Abschiebungen nach Syrien: Seehofers Weihnachtswunsch

Innenminister Seehofer will wieder in das Bürgerkriegsland abschieben. Die SPD-Länder wollen nicht mitmachen. Ab Donnerstag beginnen Beratungen.

Menschen gehen an beschädigten Gebäuden im palästinensischen Flüchtlingslager Yarmouk am südlichen Stadtrand von Damaskus vorbei

Zerstörte Gebäude am südlichen Stadtrand von Damaskus Foto: Omar Sanadiki/reuters

BERLIN taz | Menschenrechtsorganisationen, Wohlfahrtsverbände und Flüchtlingsräte haben am Montag an die Innenminister appelliert, den geltenden generellen Abschiebestopp nach Syrien zu verlängern. „Schon die Forderung durch einzelne Innenminister, den Syrien-Abschiebungsstopp aufzuheben, ist ein fatales Zeichen“, sagte Ferdinand Dürr von der Syrien-Initiative Adopt a Revolution. Das Assad-Regime sei eine der brutalsten Diktaturen derzeit und gehöre vor Gericht und nicht an einen Verhandlungstisch. Um Abschiebungen zu ermöglichen, müsste die Bundesregierung wieder diplomatischen Kontakt mit Syrien aufnehmen.

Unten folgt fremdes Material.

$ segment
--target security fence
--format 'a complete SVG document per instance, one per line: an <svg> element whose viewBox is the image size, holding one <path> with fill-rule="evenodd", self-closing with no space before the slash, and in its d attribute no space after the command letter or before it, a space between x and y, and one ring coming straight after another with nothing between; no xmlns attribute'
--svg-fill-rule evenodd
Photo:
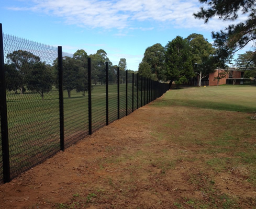
<svg viewBox="0 0 256 209"><path fill-rule="evenodd" d="M3 33L0 183L160 97L169 85Z"/></svg>

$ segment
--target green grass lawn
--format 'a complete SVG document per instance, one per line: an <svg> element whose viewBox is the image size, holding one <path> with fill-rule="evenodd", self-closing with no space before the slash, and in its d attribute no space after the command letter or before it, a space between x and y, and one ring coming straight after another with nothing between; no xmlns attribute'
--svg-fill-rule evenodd
<svg viewBox="0 0 256 209"><path fill-rule="evenodd" d="M129 84L128 113L131 112L131 87ZM135 86L135 91L136 89ZM126 114L125 91L126 85L120 84L120 118ZM88 94L83 96L82 92L74 90L71 91L71 97L68 98L67 91L63 91L66 147L88 133ZM117 119L117 85L109 85L108 92L110 123ZM136 92L134 99L135 104ZM21 95L8 91L7 101L11 173L15 176L15 173L26 170L59 150L59 92L53 89L45 94L42 100L35 93L27 92ZM93 85L92 106L92 130L94 131L106 124L105 85Z"/></svg>
<svg viewBox="0 0 256 209"><path fill-rule="evenodd" d="M243 112L256 111L255 86L222 85L172 89L157 105L183 106Z"/></svg>

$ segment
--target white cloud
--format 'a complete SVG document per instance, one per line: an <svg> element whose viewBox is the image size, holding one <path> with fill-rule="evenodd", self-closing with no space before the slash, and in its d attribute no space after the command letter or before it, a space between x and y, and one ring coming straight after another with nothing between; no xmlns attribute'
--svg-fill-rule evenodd
<svg viewBox="0 0 256 209"><path fill-rule="evenodd" d="M30 7L9 9L44 13L62 17L68 24L105 29L150 30L154 28L137 27L135 22L152 21L179 28L212 31L223 29L229 23L217 18L213 18L208 24L204 24L203 20L195 19L193 14L202 6L198 0L30 0L30 2L32 3ZM241 20L243 17L238 21Z"/></svg>

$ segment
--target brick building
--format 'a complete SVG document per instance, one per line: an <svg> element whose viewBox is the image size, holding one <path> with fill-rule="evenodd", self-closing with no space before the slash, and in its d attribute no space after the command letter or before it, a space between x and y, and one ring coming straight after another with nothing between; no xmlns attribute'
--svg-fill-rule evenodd
<svg viewBox="0 0 256 209"><path fill-rule="evenodd" d="M233 82L235 84L243 84L243 72L237 70L236 67L229 67L227 71L217 69L214 73L210 73L208 78L209 86L214 86L218 85L218 80L214 78L218 77L221 72L224 72L226 75L226 77L219 80L219 85L233 84Z"/></svg>

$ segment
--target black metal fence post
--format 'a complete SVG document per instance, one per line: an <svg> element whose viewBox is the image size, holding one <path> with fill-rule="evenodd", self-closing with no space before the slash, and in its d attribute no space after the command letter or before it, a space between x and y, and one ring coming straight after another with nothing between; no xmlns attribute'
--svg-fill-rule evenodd
<svg viewBox="0 0 256 209"><path fill-rule="evenodd" d="M149 103L149 78L147 78L147 103L148 104Z"/></svg>
<svg viewBox="0 0 256 209"><path fill-rule="evenodd" d="M89 134L92 131L92 63L91 57L88 57L88 118Z"/></svg>
<svg viewBox="0 0 256 209"><path fill-rule="evenodd" d="M141 75L141 99L140 100L141 101L141 106L140 107L142 107L142 95L143 95L143 76Z"/></svg>
<svg viewBox="0 0 256 209"><path fill-rule="evenodd" d="M108 63L106 63L106 125L108 125Z"/></svg>
<svg viewBox="0 0 256 209"><path fill-rule="evenodd" d="M139 74L137 74L137 109L139 109Z"/></svg>
<svg viewBox="0 0 256 209"><path fill-rule="evenodd" d="M120 119L120 69L117 67L117 119Z"/></svg>
<svg viewBox="0 0 256 209"><path fill-rule="evenodd" d="M134 109L134 73L132 73L132 98L131 99L132 104L131 104L131 110L133 112Z"/></svg>
<svg viewBox="0 0 256 209"><path fill-rule="evenodd" d="M60 106L60 150L64 151L65 150L65 141L64 135L62 47L58 47L58 68L59 72L59 103Z"/></svg>
<svg viewBox="0 0 256 209"><path fill-rule="evenodd" d="M146 77L144 77L144 105L146 105Z"/></svg>
<svg viewBox="0 0 256 209"><path fill-rule="evenodd" d="M0 113L1 117L2 150L3 152L3 176L4 183L7 183L10 181L10 158L4 72L4 42L2 24L0 24Z"/></svg>
<svg viewBox="0 0 256 209"><path fill-rule="evenodd" d="M125 115L128 115L128 71L125 71Z"/></svg>

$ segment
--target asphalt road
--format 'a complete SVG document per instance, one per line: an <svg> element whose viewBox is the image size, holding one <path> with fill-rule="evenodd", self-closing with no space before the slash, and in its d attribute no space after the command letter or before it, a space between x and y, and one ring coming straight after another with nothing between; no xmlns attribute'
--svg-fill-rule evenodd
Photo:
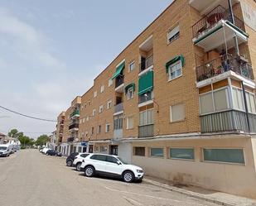
<svg viewBox="0 0 256 206"><path fill-rule="evenodd" d="M86 178L66 167L65 158L37 150L0 158L0 206L213 206L147 184L107 178Z"/></svg>

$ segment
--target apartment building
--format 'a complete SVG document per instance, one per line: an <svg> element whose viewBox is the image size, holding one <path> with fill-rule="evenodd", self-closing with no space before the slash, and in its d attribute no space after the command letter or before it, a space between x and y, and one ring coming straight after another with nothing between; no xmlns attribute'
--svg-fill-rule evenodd
<svg viewBox="0 0 256 206"><path fill-rule="evenodd" d="M173 1L72 102L67 146L256 198L256 2L231 2Z"/></svg>

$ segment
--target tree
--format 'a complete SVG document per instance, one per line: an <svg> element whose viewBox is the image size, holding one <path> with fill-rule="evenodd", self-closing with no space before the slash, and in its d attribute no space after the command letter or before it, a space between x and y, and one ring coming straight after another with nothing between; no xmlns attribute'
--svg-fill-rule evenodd
<svg viewBox="0 0 256 206"><path fill-rule="evenodd" d="M41 135L37 137L37 140L36 141L36 145L43 146L46 145L47 141L49 141L49 137L47 135Z"/></svg>

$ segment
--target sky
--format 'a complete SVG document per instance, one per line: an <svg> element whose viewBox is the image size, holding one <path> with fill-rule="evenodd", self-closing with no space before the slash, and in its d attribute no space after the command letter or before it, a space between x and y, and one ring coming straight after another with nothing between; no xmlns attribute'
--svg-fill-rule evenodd
<svg viewBox="0 0 256 206"><path fill-rule="evenodd" d="M0 106L56 120L171 0L1 0ZM56 122L0 108L0 132L51 134Z"/></svg>

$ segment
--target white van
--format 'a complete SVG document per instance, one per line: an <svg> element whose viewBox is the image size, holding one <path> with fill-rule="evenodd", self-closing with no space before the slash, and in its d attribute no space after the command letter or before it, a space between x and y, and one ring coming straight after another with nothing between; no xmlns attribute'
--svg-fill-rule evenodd
<svg viewBox="0 0 256 206"><path fill-rule="evenodd" d="M12 146L0 145L0 156L8 156L12 151Z"/></svg>

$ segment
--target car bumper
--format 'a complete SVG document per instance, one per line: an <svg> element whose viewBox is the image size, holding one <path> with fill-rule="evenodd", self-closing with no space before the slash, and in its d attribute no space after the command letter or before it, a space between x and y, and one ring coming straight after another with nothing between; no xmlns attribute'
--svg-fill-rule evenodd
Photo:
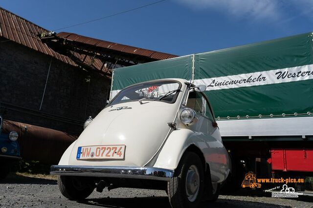
<svg viewBox="0 0 313 208"><path fill-rule="evenodd" d="M174 170L153 167L52 166L51 175L170 181Z"/></svg>
<svg viewBox="0 0 313 208"><path fill-rule="evenodd" d="M11 155L0 155L0 159L22 160L22 157Z"/></svg>

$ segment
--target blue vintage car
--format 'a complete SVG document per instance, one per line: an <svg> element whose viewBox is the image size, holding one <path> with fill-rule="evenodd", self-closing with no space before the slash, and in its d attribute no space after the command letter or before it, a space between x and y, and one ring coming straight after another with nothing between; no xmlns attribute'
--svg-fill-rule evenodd
<svg viewBox="0 0 313 208"><path fill-rule="evenodd" d="M19 134L14 131L9 134L3 133L2 121L2 117L0 116L0 180L5 177L12 165L21 159L17 142Z"/></svg>

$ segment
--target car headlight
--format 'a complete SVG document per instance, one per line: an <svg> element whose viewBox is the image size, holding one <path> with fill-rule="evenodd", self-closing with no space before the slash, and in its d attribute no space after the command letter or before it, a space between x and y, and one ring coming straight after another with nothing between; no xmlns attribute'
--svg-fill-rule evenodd
<svg viewBox="0 0 313 208"><path fill-rule="evenodd" d="M193 123L196 118L196 112L191 108L186 107L180 111L179 119L183 124L188 125Z"/></svg>
<svg viewBox="0 0 313 208"><path fill-rule="evenodd" d="M84 124L84 129L85 129L85 128L86 128L86 127L87 127L87 126L88 126L88 125L89 125L89 124L91 123L91 122L92 121L92 118L91 118L91 116L89 116L89 118L88 118L88 119L87 119L86 120L86 121L85 122L85 123Z"/></svg>
<svg viewBox="0 0 313 208"><path fill-rule="evenodd" d="M16 141L19 138L19 134L16 131L11 131L9 134L9 139L11 141Z"/></svg>

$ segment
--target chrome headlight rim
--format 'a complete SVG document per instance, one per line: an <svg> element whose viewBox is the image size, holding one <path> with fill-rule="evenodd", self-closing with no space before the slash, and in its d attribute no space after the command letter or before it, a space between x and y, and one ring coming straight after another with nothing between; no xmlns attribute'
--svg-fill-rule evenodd
<svg viewBox="0 0 313 208"><path fill-rule="evenodd" d="M9 134L9 139L12 142L16 141L19 138L19 134L15 131L12 131Z"/></svg>
<svg viewBox="0 0 313 208"><path fill-rule="evenodd" d="M183 120L181 119L181 114L183 113L183 112L185 110L189 111L189 112L192 113L192 119L189 120L187 122L184 122ZM179 112L179 120L180 120L180 122L183 124L184 124L185 125L190 125L192 124L195 121L195 118L196 118L196 111L195 111L194 110L190 108L184 107L182 108Z"/></svg>
<svg viewBox="0 0 313 208"><path fill-rule="evenodd" d="M91 123L91 122L92 121L92 120L93 119L91 118L91 117L89 116L88 119L87 119L86 121L85 121L85 123L84 123L84 129L85 129L87 127L88 125L89 125L90 123Z"/></svg>

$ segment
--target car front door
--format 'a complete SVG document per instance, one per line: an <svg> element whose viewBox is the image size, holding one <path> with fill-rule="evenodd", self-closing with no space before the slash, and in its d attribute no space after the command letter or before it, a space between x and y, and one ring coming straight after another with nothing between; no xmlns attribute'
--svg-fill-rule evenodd
<svg viewBox="0 0 313 208"><path fill-rule="evenodd" d="M227 166L228 155L224 147L214 113L205 96L199 92L190 92L187 107L196 111L198 121L190 126L202 142L197 144L210 166L212 182L218 182Z"/></svg>

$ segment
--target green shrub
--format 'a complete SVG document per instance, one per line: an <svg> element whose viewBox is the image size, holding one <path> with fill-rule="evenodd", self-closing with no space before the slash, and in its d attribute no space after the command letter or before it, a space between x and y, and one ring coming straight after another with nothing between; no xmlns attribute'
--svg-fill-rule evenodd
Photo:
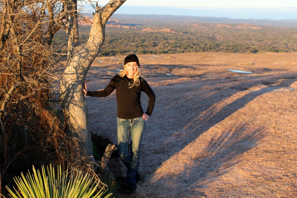
<svg viewBox="0 0 297 198"><path fill-rule="evenodd" d="M64 171L58 167L57 172L51 165L46 170L42 167L41 174L33 167L33 174L29 172L25 176L14 178L17 189L15 192L7 186L9 195L13 198L108 198L108 194L99 181L95 181L94 177L81 171Z"/></svg>

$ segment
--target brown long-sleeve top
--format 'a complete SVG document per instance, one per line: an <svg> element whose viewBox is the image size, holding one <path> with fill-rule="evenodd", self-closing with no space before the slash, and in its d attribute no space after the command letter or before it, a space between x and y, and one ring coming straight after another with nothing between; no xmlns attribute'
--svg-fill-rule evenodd
<svg viewBox="0 0 297 198"><path fill-rule="evenodd" d="M146 113L151 115L155 104L156 96L153 90L143 78L139 78L140 85L129 88L133 83L133 79L126 76L121 77L116 75L109 84L102 90L95 91L88 91L87 96L105 97L116 90L118 106L117 116L119 118L131 119L142 116L143 110L140 101L141 92L143 91L148 96L148 103Z"/></svg>

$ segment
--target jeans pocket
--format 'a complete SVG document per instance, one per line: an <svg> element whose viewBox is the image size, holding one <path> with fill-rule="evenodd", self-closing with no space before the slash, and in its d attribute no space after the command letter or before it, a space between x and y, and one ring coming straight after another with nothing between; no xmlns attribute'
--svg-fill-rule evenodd
<svg viewBox="0 0 297 198"><path fill-rule="evenodd" d="M138 121L143 121L144 120L143 118L142 118L142 117L136 118L135 119Z"/></svg>
<svg viewBox="0 0 297 198"><path fill-rule="evenodd" d="M123 119L122 118L118 118L118 122L122 122L125 119Z"/></svg>

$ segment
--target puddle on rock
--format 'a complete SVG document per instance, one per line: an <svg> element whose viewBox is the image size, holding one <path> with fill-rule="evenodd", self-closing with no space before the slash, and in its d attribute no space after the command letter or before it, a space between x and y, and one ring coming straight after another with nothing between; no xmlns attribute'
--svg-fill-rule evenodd
<svg viewBox="0 0 297 198"><path fill-rule="evenodd" d="M237 72L238 73L253 73L252 72L248 72L247 71L244 71L242 70L236 70L234 69L228 69L227 70L229 70L229 71L231 71L231 72Z"/></svg>

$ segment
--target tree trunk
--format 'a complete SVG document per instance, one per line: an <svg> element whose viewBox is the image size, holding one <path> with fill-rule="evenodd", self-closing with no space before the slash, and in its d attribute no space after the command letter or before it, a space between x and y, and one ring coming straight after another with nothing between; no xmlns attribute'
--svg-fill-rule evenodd
<svg viewBox="0 0 297 198"><path fill-rule="evenodd" d="M76 7L76 2L69 1L69 5L66 5L67 10L71 13L67 18L68 59L62 75L59 99L67 130L79 145L81 149L80 154L87 158L90 164L97 166L93 156L88 109L82 91L83 82L104 42L108 20L125 1L112 0L104 7L96 7L89 39L83 45L79 44L78 39L77 15L76 10L73 10Z"/></svg>

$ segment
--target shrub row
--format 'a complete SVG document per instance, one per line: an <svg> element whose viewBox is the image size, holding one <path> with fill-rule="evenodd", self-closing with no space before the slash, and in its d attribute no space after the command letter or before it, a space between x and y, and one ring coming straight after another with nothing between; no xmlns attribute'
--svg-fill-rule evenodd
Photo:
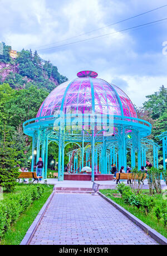
<svg viewBox="0 0 167 256"><path fill-rule="evenodd" d="M11 195L0 202L0 237L32 202L43 193L42 185L29 185L21 193Z"/></svg>
<svg viewBox="0 0 167 256"><path fill-rule="evenodd" d="M158 220L162 218L164 226L167 223L167 210L166 201L162 199L160 206L156 205L156 198L143 194L135 194L132 191L131 187L126 186L124 183L119 184L117 186L119 192L121 195L121 198L125 204L136 206L137 209L141 208L147 215L156 206L155 212Z"/></svg>

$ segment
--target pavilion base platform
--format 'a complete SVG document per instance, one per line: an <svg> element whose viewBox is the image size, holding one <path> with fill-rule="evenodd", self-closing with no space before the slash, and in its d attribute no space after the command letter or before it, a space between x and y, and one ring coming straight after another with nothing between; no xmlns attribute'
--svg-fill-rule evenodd
<svg viewBox="0 0 167 256"><path fill-rule="evenodd" d="M91 181L91 174L64 173L65 181ZM111 181L114 179L112 174L95 174L95 181Z"/></svg>

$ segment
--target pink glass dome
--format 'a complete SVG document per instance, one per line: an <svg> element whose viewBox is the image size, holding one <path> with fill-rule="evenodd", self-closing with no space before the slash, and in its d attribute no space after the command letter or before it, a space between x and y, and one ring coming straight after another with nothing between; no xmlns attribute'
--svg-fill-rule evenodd
<svg viewBox="0 0 167 256"><path fill-rule="evenodd" d="M129 97L116 85L99 78L94 71L77 74L78 78L57 86L42 104L37 117L95 113L137 118Z"/></svg>

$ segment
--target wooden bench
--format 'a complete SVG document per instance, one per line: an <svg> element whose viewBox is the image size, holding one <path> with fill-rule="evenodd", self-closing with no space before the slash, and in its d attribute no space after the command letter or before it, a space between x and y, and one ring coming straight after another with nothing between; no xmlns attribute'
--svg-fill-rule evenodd
<svg viewBox="0 0 167 256"><path fill-rule="evenodd" d="M144 180L146 178L146 173L140 173L139 175L137 173L122 173L122 172L117 172L116 175L116 180Z"/></svg>
<svg viewBox="0 0 167 256"><path fill-rule="evenodd" d="M54 178L56 178L56 177L58 177L58 172L53 172L53 176Z"/></svg>
<svg viewBox="0 0 167 256"><path fill-rule="evenodd" d="M20 178L33 178L33 182L37 180L37 183L38 183L39 178L42 178L42 176L37 176L37 173L36 172L21 172L19 175L17 179L19 182Z"/></svg>

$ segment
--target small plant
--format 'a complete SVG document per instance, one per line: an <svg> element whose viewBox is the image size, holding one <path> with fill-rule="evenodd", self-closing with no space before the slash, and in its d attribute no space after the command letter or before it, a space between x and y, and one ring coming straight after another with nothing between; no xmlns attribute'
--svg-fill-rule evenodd
<svg viewBox="0 0 167 256"><path fill-rule="evenodd" d="M117 185L116 188L117 188L117 190L119 191L119 192L121 195L121 198L122 197L122 194L123 194L123 192L125 191L125 187L126 187L126 186L124 184L124 183L123 183L123 182L121 182L121 183L118 184Z"/></svg>
<svg viewBox="0 0 167 256"><path fill-rule="evenodd" d="M144 209L145 214L147 215L155 205L155 199L146 195L141 195L141 201L142 207Z"/></svg>
<svg viewBox="0 0 167 256"><path fill-rule="evenodd" d="M28 183L30 184L31 184L32 183L32 178L30 178L28 179Z"/></svg>
<svg viewBox="0 0 167 256"><path fill-rule="evenodd" d="M157 207L155 210L155 216L157 218L158 221L159 221L159 220L161 218L161 211L159 207Z"/></svg>
<svg viewBox="0 0 167 256"><path fill-rule="evenodd" d="M132 194L129 198L129 202L130 205L136 206L137 209L139 209L142 206L141 195L135 195Z"/></svg>
<svg viewBox="0 0 167 256"><path fill-rule="evenodd" d="M164 221L164 226L166 226L167 224L167 209L166 202L165 200L163 200L161 204L161 211L162 218Z"/></svg>

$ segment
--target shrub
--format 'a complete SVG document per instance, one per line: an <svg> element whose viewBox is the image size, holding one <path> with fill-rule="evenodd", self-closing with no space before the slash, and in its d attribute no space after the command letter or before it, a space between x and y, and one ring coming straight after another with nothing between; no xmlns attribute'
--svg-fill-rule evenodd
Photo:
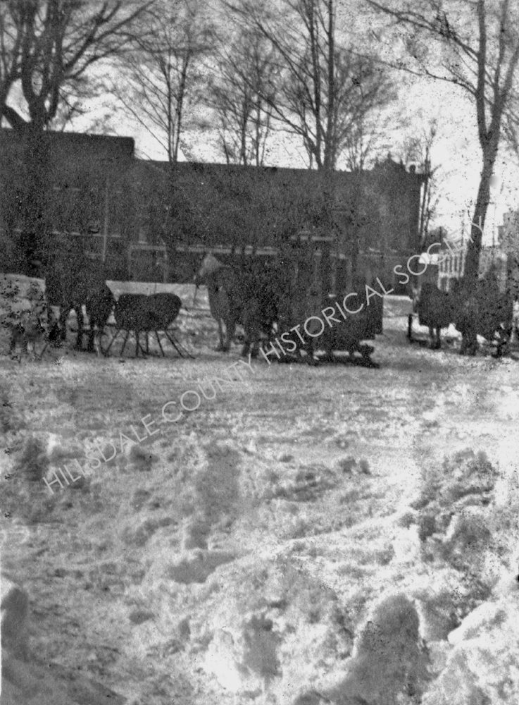
<svg viewBox="0 0 519 705"><path fill-rule="evenodd" d="M18 467L30 482L39 482L43 479L49 468L49 458L42 441L27 439Z"/></svg>

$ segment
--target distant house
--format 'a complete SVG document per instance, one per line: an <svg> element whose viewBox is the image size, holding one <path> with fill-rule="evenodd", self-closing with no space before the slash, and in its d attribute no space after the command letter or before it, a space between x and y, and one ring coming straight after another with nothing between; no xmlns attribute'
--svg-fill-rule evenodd
<svg viewBox="0 0 519 705"><path fill-rule="evenodd" d="M359 173L137 159L134 141L70 133L49 140L49 230L80 238L114 278L191 281L201 254L223 259L311 250L331 289L356 273L397 290L419 251L425 177L389 157ZM0 130L0 235L11 249L23 145ZM299 248L299 250L298 250Z"/></svg>
<svg viewBox="0 0 519 705"><path fill-rule="evenodd" d="M453 279L460 279L465 274L468 240L458 247L448 247L443 244L438 264L438 288L449 291ZM508 257L500 245L482 247L480 253L480 278L493 272L504 291L508 286Z"/></svg>

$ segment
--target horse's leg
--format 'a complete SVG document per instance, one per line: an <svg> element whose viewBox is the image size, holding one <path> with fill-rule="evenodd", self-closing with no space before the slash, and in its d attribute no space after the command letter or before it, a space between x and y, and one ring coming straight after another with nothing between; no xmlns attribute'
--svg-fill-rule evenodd
<svg viewBox="0 0 519 705"><path fill-rule="evenodd" d="M83 319L83 307L81 304L75 304L74 306L77 319L77 337L75 341L75 349L80 350L83 348L83 326L85 320Z"/></svg>
<svg viewBox="0 0 519 705"><path fill-rule="evenodd" d="M431 350L434 349L434 329L433 326L429 326L429 347Z"/></svg>
<svg viewBox="0 0 519 705"><path fill-rule="evenodd" d="M220 336L220 342L216 346L216 352L223 352L225 350L225 345L223 342L223 326L222 324L222 319L220 317L218 317L218 335Z"/></svg>
<svg viewBox="0 0 519 705"><path fill-rule="evenodd" d="M66 306L60 306L59 324L61 329L61 340L63 341L67 339L67 319L71 310L72 307L68 304Z"/></svg>
<svg viewBox="0 0 519 705"><path fill-rule="evenodd" d="M224 352L227 352L231 348L231 343L235 339L235 333L236 332L236 321L233 318L228 318L227 321L225 321L225 328L227 329L227 341L225 341L223 350Z"/></svg>
<svg viewBox="0 0 519 705"><path fill-rule="evenodd" d="M89 311L88 309L87 309L87 314L88 315L88 324L89 324L88 343L87 343L87 352L95 352L95 346L94 345L94 343L95 341L95 335L96 335L94 330L96 321L94 320L94 312L92 311Z"/></svg>

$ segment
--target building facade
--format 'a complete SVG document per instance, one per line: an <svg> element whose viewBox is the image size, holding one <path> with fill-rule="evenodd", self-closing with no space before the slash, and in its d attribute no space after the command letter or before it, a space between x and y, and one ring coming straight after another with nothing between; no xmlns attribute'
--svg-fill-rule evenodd
<svg viewBox="0 0 519 705"><path fill-rule="evenodd" d="M393 268L420 250L425 178L389 157L360 173L189 162L172 171L136 159L132 138L45 139L49 236L80 238L113 278L186 282L208 250L232 260L302 248L329 289L360 272L397 290ZM0 236L11 254L23 155L15 133L0 130Z"/></svg>

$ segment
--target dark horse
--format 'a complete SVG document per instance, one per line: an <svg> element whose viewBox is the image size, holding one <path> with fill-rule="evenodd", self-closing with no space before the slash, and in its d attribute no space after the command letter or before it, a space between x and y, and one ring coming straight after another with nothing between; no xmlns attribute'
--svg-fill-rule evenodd
<svg viewBox="0 0 519 705"><path fill-rule="evenodd" d="M512 336L513 299L501 293L497 278L492 273L480 279L475 287L469 287L464 279L453 282L456 329L463 335L460 352L475 355L480 335L496 345L496 357L501 357Z"/></svg>
<svg viewBox="0 0 519 705"><path fill-rule="evenodd" d="M273 275L273 272L223 264L214 255L206 255L194 282L196 286L207 285L209 308L220 332L217 350L227 351L237 325L242 325L245 333L242 355L246 356L251 350L251 357L257 357L262 335L270 334L277 318L277 289Z"/></svg>
<svg viewBox="0 0 519 705"><path fill-rule="evenodd" d="M430 282L421 282L419 288L412 289L413 310L418 314L420 326L427 326L432 350L442 347L441 331L454 322L454 300L446 291L440 291ZM436 333L436 336L434 336ZM413 342L413 314L409 314L407 337Z"/></svg>
<svg viewBox="0 0 519 705"><path fill-rule="evenodd" d="M89 259L84 252L67 243L46 269L45 296L49 307L57 306L60 309L59 317L50 326L50 342L61 345L66 338L67 319L74 309L77 317L75 347L77 350L82 349L85 332L84 305L90 324L87 350L93 352L95 326L103 331L115 302L106 284L103 264Z"/></svg>
<svg viewBox="0 0 519 705"><path fill-rule="evenodd" d="M433 349L440 348L440 330L451 323L463 334L461 355L475 355L477 336L480 335L495 344L496 356L500 357L511 339L513 301L511 295L500 292L499 282L492 274L479 279L475 286L471 288L464 279L453 279L449 293L424 282L420 290L413 289L413 305L420 324L429 327ZM408 329L410 340L411 322L410 316Z"/></svg>

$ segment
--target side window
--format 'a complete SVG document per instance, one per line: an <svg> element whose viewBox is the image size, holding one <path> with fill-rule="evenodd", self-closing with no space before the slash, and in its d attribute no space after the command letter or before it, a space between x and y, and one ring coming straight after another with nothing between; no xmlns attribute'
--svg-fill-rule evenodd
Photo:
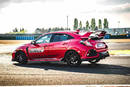
<svg viewBox="0 0 130 87"><path fill-rule="evenodd" d="M50 43L51 36L52 34L41 36L38 40L36 40L36 43Z"/></svg>
<svg viewBox="0 0 130 87"><path fill-rule="evenodd" d="M65 41L69 39L73 39L73 37L67 34L55 34L52 39L52 42Z"/></svg>

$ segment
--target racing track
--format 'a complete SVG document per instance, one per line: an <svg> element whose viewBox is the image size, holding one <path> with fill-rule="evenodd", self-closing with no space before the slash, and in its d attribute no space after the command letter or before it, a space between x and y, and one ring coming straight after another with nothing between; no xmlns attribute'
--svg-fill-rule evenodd
<svg viewBox="0 0 130 87"><path fill-rule="evenodd" d="M129 43L109 43L110 49L130 47ZM10 45L12 46L12 45ZM113 47L113 48L112 48ZM117 47L117 49L120 49ZM2 49L2 47L0 47ZM30 62L20 65L11 62L11 55L0 53L0 85L81 85L130 84L130 56L111 56L91 65L79 67L64 63Z"/></svg>

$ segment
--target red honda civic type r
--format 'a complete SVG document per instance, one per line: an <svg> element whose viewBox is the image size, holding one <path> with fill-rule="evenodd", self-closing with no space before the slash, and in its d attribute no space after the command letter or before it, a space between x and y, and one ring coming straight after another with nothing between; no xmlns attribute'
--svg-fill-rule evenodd
<svg viewBox="0 0 130 87"><path fill-rule="evenodd" d="M99 62L109 56L108 46L101 39L105 31L52 32L41 35L12 53L12 61L26 64L28 61L64 61L77 66L82 61Z"/></svg>

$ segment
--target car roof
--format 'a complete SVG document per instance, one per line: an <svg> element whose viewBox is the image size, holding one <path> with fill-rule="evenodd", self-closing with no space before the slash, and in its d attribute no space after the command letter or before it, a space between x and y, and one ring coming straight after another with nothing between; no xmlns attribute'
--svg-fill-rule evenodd
<svg viewBox="0 0 130 87"><path fill-rule="evenodd" d="M75 38L80 38L81 37L81 35L79 35L79 34L76 34L75 32L73 32L73 31L58 31L58 32L49 32L49 33L46 33L46 34L68 34L68 35L70 35L70 36L73 36L73 37L75 37Z"/></svg>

Der Aufruf, den unter anderem auch der Paritätische Gesamtverband und ProAsyl unterschrieben haben, weist darauf hin, dass in Syrien weiterhin flächendeckend und systematisch gefoltert werde. Das zeige unter anderem der Prozess am Oberlandesgericht Koblenz, wo sich zwei ehemalige Mitarbeiter des syrischen Geheimdiensts verantworten müssen.

Der Abschiebestopp, der 2012 beschlossen und seitdem mehrfach verlängert wurde, läuft Ende Dezember aus. Die Innenministerkonferenz (IMK), die Donnerstag und Freitag in einer Onlineschalte zusammenkommt, muss über eine erneute Verlängerung beraten. Bundesinnenminister Horst Seehofer (CSU) hatte sich im Vorfeld dagegen ausgesprochen.

„Ich werde bei der Innenministerkonferenz dafür eintreten, dass wir anstelle eines generellen Abschiebestopps künftig zumindest für Straftäter und Gefährder wieder im Einzelfall prüfen, ob Abschiebungen nach Syrien möglich sind“, hatte Seehofer im Oktober unter Eindruck des islamistischen Anschlags auf ein schwules Paar in Dresden gesagt, bei dem ein Mann ermordet wurde. Der Tatverdächtige kommt aus Syrien.

Bereits bei der Innenministerkonferenz im Mai hatten Baden-Württemberg, Bayern und Sachsen zu Protokoll gegeben, sie plädierten beim Thema Abschiebeverbot für „eine differenzierte Betrachtung“ von Menschen, die sich als Anhänger von Präsident Baschar al-Assad zu erkennen gegeben oder zwischenzeitlich wieder in Syrien aufgehalten hätten.

IMK sieht kaum Chancen für Seehofer

Grundlage der Entscheidung der Innenminister soll ein aktueller Lagebericht des Auswärtigen Amts über die Situation in Syrien sein. Dieser werde aktuell erstellt, sagte eine Sprecherin. Sie äußerte sich zurückhaltend zu den Überlegungen aus dem Innenministerium. Die humanitäre Lage in Syrien sei „katastrophal“, die politische Lage „komplex“. Rückkehrer seien weiterhin zahlreichen Gefahren ausgesetzt. „Das Regime geht weiter rücksichtslos gegen die Bevölkerung vor.“ Im Lagebericht vom Mai hatte es geheißen: „Auch in Landesteilen, in denen Kampfhandlungen abgenommen haben, besteht weiterhin ein hohes Risiko, Opfer von Gewalt und Übergriffen zu werden.“

Der Vorsitzende der IMK, Thüringens SPD-Innenminister Georg Maier, sieht nur „geringe Chancen“ für Seehofers Vorschlag. Die SPD-Innenminister würden diesen „aus rechtlichen und praktischen Gründen nicht mittragen“, sagte er der Neuen Osnabrücker Zeitung. Nach den Prinzipien der Rechtsstaatlichkeit würden auch Straftäter das Recht auf Asyl genießen. Zudem scheitere Seehofers Vorschlag schon an der Umsetzung: „Wie sollen wir Abschiebungen vornehmen, ohne dass wir diplomatische Beziehungen haben?“ Maier warf Seehofer Symbolpolitik vor.

Für Beschlüsse der IMK gilt das Einstimmigkeitsprinzip. Eine mögliche Lösung: sich im Frühjahr nach einer Verlängerung um ein halbes Jahr wieder damit zu befassen.